つるを伸ばすことも、種を飛ばすこともできない。しかし、あの低木は自分の「実」という武器を最大限に活かし、鳥という他者の力を借りて移動するという、全く別の道を切り拓いていた。

僕はずっと、「できない」ことばかりを数えていた。つるがない。綿毛がない。だからダメなんだと。

「できない」と言って諦めるのは、なんて簡単だったんだろう。

でも、あの低木は教えてくれた。方法は一つじゃない。自分にできることは何か。自分の持っているものをどう活かすか。本当に工夫すれば、道は開けるのだと。

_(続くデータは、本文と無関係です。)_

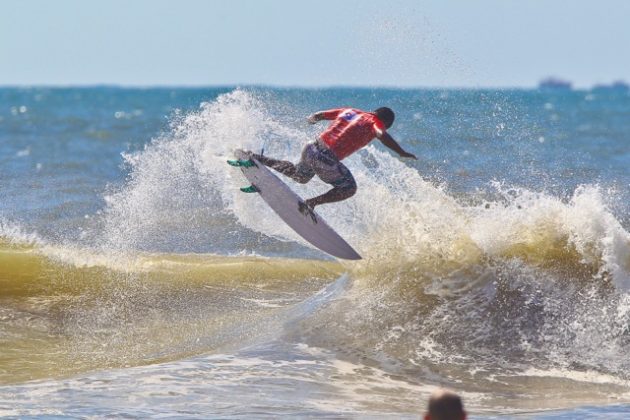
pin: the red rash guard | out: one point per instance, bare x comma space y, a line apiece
350, 130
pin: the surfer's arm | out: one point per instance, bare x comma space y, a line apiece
389, 142
329, 114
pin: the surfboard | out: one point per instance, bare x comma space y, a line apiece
285, 203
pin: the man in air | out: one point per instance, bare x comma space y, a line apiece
350, 130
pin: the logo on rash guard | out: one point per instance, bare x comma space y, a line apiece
349, 115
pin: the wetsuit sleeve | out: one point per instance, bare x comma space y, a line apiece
330, 114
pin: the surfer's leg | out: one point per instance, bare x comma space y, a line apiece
335, 173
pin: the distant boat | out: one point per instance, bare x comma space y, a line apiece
554, 83
619, 86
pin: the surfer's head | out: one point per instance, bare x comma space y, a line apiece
386, 115
445, 405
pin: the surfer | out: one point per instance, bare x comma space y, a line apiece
445, 405
350, 130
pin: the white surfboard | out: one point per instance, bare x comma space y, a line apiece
285, 202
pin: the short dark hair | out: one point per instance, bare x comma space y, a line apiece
386, 115
446, 405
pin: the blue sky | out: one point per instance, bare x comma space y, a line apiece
436, 43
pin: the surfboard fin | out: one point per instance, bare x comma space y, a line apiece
241, 163
250, 189
307, 210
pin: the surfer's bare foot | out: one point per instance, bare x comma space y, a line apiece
307, 210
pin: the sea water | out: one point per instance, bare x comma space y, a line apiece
137, 280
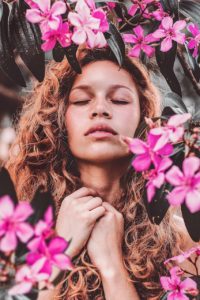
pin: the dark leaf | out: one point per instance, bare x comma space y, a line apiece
170, 6
193, 64
8, 67
190, 9
27, 40
59, 278
159, 205
1, 9
58, 53
165, 61
40, 202
7, 186
70, 53
192, 222
173, 104
116, 43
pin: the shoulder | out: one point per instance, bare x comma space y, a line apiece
187, 244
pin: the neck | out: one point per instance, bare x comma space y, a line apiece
103, 178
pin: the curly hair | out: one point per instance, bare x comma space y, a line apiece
41, 157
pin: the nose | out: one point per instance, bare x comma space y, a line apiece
101, 108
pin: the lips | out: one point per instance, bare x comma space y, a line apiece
101, 127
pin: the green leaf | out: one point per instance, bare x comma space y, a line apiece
116, 43
165, 61
27, 40
190, 9
70, 53
8, 67
173, 104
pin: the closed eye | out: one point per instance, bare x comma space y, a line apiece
82, 102
122, 102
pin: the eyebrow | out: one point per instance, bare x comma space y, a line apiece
113, 87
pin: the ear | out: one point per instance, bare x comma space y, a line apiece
7, 186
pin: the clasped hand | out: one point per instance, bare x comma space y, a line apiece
87, 220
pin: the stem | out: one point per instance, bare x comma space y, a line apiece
188, 70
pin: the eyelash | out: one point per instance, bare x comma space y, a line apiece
122, 102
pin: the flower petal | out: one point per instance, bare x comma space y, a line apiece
174, 176
193, 201
6, 207
190, 166
177, 196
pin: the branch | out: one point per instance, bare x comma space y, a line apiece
188, 71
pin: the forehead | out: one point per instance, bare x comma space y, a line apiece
104, 74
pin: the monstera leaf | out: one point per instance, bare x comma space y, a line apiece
116, 43
8, 67
27, 40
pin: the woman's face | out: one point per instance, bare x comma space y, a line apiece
103, 104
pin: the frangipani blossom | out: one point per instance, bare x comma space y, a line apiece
170, 32
146, 154
183, 256
86, 26
194, 42
141, 42
27, 276
156, 177
47, 16
62, 35
52, 253
187, 184
177, 288
12, 223
172, 132
138, 4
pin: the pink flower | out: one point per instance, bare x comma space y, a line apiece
194, 42
62, 35
146, 155
12, 223
183, 256
169, 32
138, 4
173, 131
187, 184
47, 16
27, 276
111, 4
156, 177
51, 252
86, 26
159, 14
141, 42
177, 288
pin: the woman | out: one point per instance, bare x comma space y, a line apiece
71, 141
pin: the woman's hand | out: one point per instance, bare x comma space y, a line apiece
77, 217
105, 243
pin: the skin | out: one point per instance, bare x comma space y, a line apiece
101, 163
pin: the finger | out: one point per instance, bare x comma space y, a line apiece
82, 192
96, 213
94, 203
109, 207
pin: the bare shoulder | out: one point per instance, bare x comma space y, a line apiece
187, 244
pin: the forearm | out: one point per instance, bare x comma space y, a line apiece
117, 284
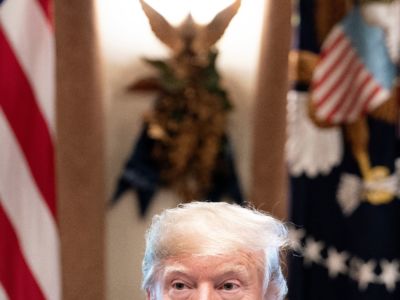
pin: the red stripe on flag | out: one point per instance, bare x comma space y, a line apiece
331, 69
336, 84
351, 71
15, 274
22, 112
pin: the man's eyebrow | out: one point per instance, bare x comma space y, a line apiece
233, 270
176, 269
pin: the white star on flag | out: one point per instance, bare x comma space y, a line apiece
336, 262
312, 251
363, 273
390, 274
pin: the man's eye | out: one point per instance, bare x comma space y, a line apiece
229, 286
179, 285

僕には、つるもなければ、遠くまで飛ぶ種もない。じゃあ、僕には何がある?僕の葉っぱは?僕の根っこは?僕の出す匂いは?何か、何か僕だけの方法があるはずだ。

今まで諦めに支配されていた僕の心に、小さな、しかし確かな希望の光が差し込んできた。

明日から、どの虫が僕の葉を好むのか、観察してみよう。僕の根の周りには、どんな生き物が集まるのか、感じてみよう。

もう「動けない」なんて嘆くのはやめだ。僕だけの「自由の獲得」方法を、これから見つけてみせる。そんな気が、力強くしてきたのであった。